Abstract

Abstract The provision of care to older adults with serious illness through home hospice visits was extremely challenging for interdisciplinary teams during the COVID-19 pandemic in NYC. We interviewed 20 interdisciplinary providers (nurses, managers, administrators, physicians, medical directors, social workers, and clergy) from three organizations that provided end-of-life care in-person and through telehealth to older adults and their caregivers in NYC. Qualitative content analysis was used to identify themes, categorize findings, and identify important adaptations that were required to provide hospice care during the pandemic. Findings reveal how organizations, providers, patients, and families contended with fear, communicated challenges, and adapted to an ever-changing regulatory landscape.
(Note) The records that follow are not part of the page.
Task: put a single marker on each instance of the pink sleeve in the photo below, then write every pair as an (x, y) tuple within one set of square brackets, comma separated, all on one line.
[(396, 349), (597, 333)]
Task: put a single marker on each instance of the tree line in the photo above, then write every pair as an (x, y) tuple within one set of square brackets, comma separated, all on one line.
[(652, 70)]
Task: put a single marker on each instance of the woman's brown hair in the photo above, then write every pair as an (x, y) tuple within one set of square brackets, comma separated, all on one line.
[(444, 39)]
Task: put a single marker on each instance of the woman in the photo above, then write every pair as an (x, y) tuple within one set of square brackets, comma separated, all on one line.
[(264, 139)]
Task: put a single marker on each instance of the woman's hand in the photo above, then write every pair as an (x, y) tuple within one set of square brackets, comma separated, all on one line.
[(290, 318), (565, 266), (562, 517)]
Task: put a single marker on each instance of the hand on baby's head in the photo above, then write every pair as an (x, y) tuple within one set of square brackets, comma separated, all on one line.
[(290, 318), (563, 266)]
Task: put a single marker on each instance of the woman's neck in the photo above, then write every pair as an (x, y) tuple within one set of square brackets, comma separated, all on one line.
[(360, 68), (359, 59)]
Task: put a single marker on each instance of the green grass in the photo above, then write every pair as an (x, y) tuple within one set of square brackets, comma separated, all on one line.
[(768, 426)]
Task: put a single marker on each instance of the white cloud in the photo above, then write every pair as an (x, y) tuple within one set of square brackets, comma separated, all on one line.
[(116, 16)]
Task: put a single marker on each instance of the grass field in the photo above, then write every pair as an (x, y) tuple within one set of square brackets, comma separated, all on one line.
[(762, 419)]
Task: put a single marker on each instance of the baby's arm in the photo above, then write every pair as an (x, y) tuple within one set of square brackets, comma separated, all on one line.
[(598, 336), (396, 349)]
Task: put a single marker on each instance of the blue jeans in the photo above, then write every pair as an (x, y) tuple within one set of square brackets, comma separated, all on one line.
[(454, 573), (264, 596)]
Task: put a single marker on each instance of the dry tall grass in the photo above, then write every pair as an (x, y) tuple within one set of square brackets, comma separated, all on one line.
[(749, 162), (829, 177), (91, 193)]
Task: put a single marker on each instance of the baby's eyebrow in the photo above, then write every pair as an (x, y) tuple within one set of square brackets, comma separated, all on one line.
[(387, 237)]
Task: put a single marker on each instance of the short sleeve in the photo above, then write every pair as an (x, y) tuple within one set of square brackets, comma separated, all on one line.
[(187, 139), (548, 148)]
The experience of providing care was markedly different for those who were required to deliver care in person vs. by telehealth. Difficult care choices were made impacting access and the services offered by hospice organizations. Salient themes included: organizational challenges – “building a plane while it’s taking off” (e.g., implementing institutional safety protocols with imperfect COVID-19 information to a wary staff), patient/family challenges – “you aren’t coming in my home” (e.g., inability to enroll patients into hospice without a face-to-face visit), and provider challenges – “some things you can’t do through telehealth.” (e.g., telehealth is a vastly inferior medium to teach isolated family caregivers how to provide end-of-life support to dying family members). These findings provide an opportunity to consider the unique qualities of hospice care, what care can and cannot be effectively delivered through virtual modalities, and what effective adaptations may be sustained long-term.